Thirty-seven years ago on February 11, 1979, on my eighth birthday, Iran, my country, went through a radical shift. My family left Iran a year after the Revolution, and I have been trying either to understand what happened or to explain it ever since. My latest attempt is Last Scene Underground, an ethnographic novel of life in contemporary Iran.
What’s real? They want to know where the boundary lies (literally “lies” in a non-truth-telling sense) between fiction and non-fiction.
If the Q&A at book readings is anything to go by, when you’ve written a book that’s both a novel and an ethnography, the question on most people’s minds is: What’s real? They want to know where the boundary lies (literally “lies” in a non-truth-telling sense) between fiction and non-fiction. Ethnography and literature have in common a very fluid boundary between the real and the fictive. Even in science fiction, a writer creates a work of fiction based on his or her own understanding of human relations, impulses, and desires from lived experiences and factual knowledge that feeds the imagination.

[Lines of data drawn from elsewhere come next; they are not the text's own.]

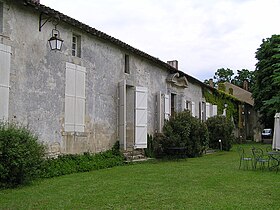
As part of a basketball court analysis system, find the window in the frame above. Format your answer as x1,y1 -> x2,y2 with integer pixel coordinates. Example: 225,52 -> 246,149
0,2 -> 3,33
185,100 -> 192,111
171,93 -> 176,116
0,44 -> 11,121
124,55 -> 130,74
64,63 -> 86,132
72,34 -> 81,58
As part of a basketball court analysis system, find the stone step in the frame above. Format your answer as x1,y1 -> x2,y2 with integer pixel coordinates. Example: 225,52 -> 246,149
123,150 -> 146,161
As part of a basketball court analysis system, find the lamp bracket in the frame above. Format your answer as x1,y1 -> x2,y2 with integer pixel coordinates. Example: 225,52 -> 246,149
39,12 -> 59,31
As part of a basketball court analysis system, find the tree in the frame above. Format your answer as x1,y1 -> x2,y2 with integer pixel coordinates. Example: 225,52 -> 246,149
252,35 -> 280,127
232,69 -> 254,91
214,68 -> 234,84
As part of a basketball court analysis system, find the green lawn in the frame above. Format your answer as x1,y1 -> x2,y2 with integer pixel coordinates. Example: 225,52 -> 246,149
0,145 -> 280,209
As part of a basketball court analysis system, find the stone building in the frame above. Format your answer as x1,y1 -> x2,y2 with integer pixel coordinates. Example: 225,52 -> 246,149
224,80 -> 263,142
0,0 -> 217,155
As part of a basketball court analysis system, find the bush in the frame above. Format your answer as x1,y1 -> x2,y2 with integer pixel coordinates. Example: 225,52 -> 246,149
206,116 -> 234,151
41,142 -> 124,178
0,123 -> 45,187
154,111 -> 208,157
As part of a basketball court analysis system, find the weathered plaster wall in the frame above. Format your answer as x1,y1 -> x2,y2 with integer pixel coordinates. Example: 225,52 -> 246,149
2,1 -> 207,155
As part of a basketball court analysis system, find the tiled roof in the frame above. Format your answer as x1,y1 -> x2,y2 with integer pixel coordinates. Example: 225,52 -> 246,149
224,82 -> 254,106
13,0 -> 215,91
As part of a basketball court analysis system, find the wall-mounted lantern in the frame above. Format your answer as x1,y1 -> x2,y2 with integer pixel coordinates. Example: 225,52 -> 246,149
48,25 -> 63,50
39,13 -> 63,51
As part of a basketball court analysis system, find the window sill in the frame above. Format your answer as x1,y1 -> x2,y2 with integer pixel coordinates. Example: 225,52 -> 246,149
61,131 -> 88,137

If an anthropologist were to set-up a camera and begin to record a “scene” of life somewhere, the very decision of where to place the camera frames the scene with a subjective and therefore not fully honest view. This does not mean that what was recorded is not real or the “truth,” but in excluding major parts of the scene, it skews and changes “reality.” If I focused my camera on one section of students in a lecture where only men are sitting, one may have the mistaken impression that only men take my anthropology class. The camera recorded “reality,” but it was not an honest representation of the class. When we social scientists translate and write about an “objective world” through our subjective positions, we may be factual but not necessarily honest about all the ways in which we are creating a new meaning or a fiction, possibly even a fantasy.